Les États membres ne peuvent invoquer la pandémie de Covid-19 en tant que cas de force majeure pour libérer, même temporairement, les organisateurs de voyages à forfait de l’obligation de remboursement prévue par le droit de l'Union européenne, a estimé la Cour de justice de l'UE (CJUE) dans un arrêt rendu jeudi 8 juin (affaires C-407/21 et C-540/21).
En France, deux associations de défense des intérêts des consommateurs contestent une ordonnance gouvernementale, adoptée dans le contexte de la pandémie de Covid-19, autorisant les organisateurs de voyages à émettre un bon à valoir valide pendant 18 mois et ne pouvant donner lieu au remboursement des paiements déjà effectués qu'après la non-utilisation du bon. Selon le gouvernement français, cette dérogation à la directive (2015/2302) encadrant les voyages à forfait visait à préserver la solvabilité du secteur touristique.
Dans son arrêt, la Cour souligne que le droit de l'UE vise à assurer un niveau élevé de protection des consommateurs, le remboursement sous forme d'argent étant plus à même d'y contribuer. Elle note que la directive concernée ne prévoit pas la possibilité de remplacer, par exemple via l'octroi de bons à valoir, l'obligation, qui incombe aux voyagistes, de rembourser les paiements effectués dans les deux semaines après la résiliation d'un voyage à forfait.
Un voyageur peut toutefois accepter, sur une base volontaire, un remboursement sous forme de bons à valoir.
Le juge européen considère que la pandémie de Covid-19 est susceptible de relever des circonstances exceptionnelles et inévitables au titre desquelles la directive prévoit un remboursement intégral. Mais il réfute l'argument du gouvernement français selon lequel la pandémie constitue également un cas de force majeure allant au-delà de ce qui avait été envisagé lors de l'adoption de la directive et permettant l'adoption de la réglementation française litigieuse.
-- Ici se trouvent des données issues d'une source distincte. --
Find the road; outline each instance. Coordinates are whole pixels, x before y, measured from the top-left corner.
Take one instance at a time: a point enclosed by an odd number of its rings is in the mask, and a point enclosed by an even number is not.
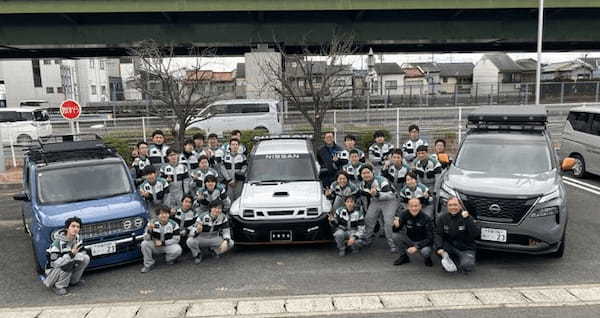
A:
[[[600,177],[584,181],[600,186]],[[332,245],[244,247],[201,265],[194,265],[186,255],[175,266],[160,264],[144,275],[139,273],[139,263],[91,272],[86,274],[85,288],[73,288],[62,298],[37,279],[31,245],[20,224],[19,203],[4,191],[0,193],[0,286],[5,287],[0,289],[0,307],[597,283],[600,195],[572,186],[568,189],[570,223],[562,259],[480,253],[476,271],[464,276],[443,272],[439,263],[433,268],[419,261],[392,266],[394,256],[388,254],[382,239],[363,253],[344,258],[336,255]],[[522,310],[522,315],[544,311]],[[573,310],[600,315],[597,307]],[[455,317],[454,313],[438,314]]]

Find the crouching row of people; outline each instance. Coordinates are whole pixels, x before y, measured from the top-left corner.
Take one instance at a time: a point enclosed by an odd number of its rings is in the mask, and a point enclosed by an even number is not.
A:
[[[193,200],[185,195],[181,208],[175,213],[165,205],[155,208],[157,219],[148,223],[141,244],[144,257],[142,273],[152,270],[157,256],[164,255],[168,265],[175,264],[183,252],[183,244],[191,251],[195,264],[209,256],[219,257],[233,248],[223,202],[212,201],[208,212],[199,214],[192,209]]]
[[[423,212],[421,201],[408,200],[407,209],[397,209],[392,226],[392,240],[400,256],[394,265],[410,262],[410,256],[421,255],[425,266],[433,266],[432,254],[441,259],[444,270],[468,273],[475,267],[474,219],[462,209],[458,198],[447,203],[448,212],[433,218]],[[355,196],[346,196],[343,206],[329,216],[339,256],[357,253],[370,244],[365,213]]]

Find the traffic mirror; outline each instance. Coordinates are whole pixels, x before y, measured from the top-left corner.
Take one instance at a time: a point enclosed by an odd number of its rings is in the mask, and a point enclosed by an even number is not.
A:
[[[575,167],[576,163],[577,161],[574,158],[567,157],[560,164],[560,169],[562,171],[571,171],[573,170],[573,167]]]

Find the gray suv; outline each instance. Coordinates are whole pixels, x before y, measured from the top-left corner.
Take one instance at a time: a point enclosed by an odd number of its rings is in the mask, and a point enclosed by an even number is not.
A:
[[[458,197],[477,220],[482,249],[562,257],[567,227],[562,171],[540,106],[484,106],[468,116],[456,160],[437,185],[436,212]]]

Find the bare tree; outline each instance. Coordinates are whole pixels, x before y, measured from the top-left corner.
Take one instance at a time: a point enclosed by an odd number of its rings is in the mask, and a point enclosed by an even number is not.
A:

D'après la Cour, les conditions de la force majeure ne sont pas remplies dans le cas d'espèce dans la mesure où: - l'ordonnance française ne prend pas en compte la situation financière individuelle des voyagistes; - les effets de ladite réglementation ne sont pas limités à la période strictement nécessaire pour remédier aux difficultés causées par la pandémie; - les conséquences financières négatives sur le secteur auraient pu être évitées par l’octroi d'aides d’État.
La CJUE précise que la juridiction nationale saisie de l'affaire ne dispose pas de la faculté d'aménager les effets d'une décision annulant la réglementation litigieuse.
C-540/21. Par ailleurs, dans une affaire similaire, la Cour suit, en substance, le raisonnement précédent pour constater que la Slovaquie, en ayant adopté une modification législative qui prive temporairement les voyageurs de leur droit de résilier un contrat de voyage à forfait et de recevoir un remboursement intégral, a manqué à l’obligation qui lui incombe en vertu du droit de l'UE.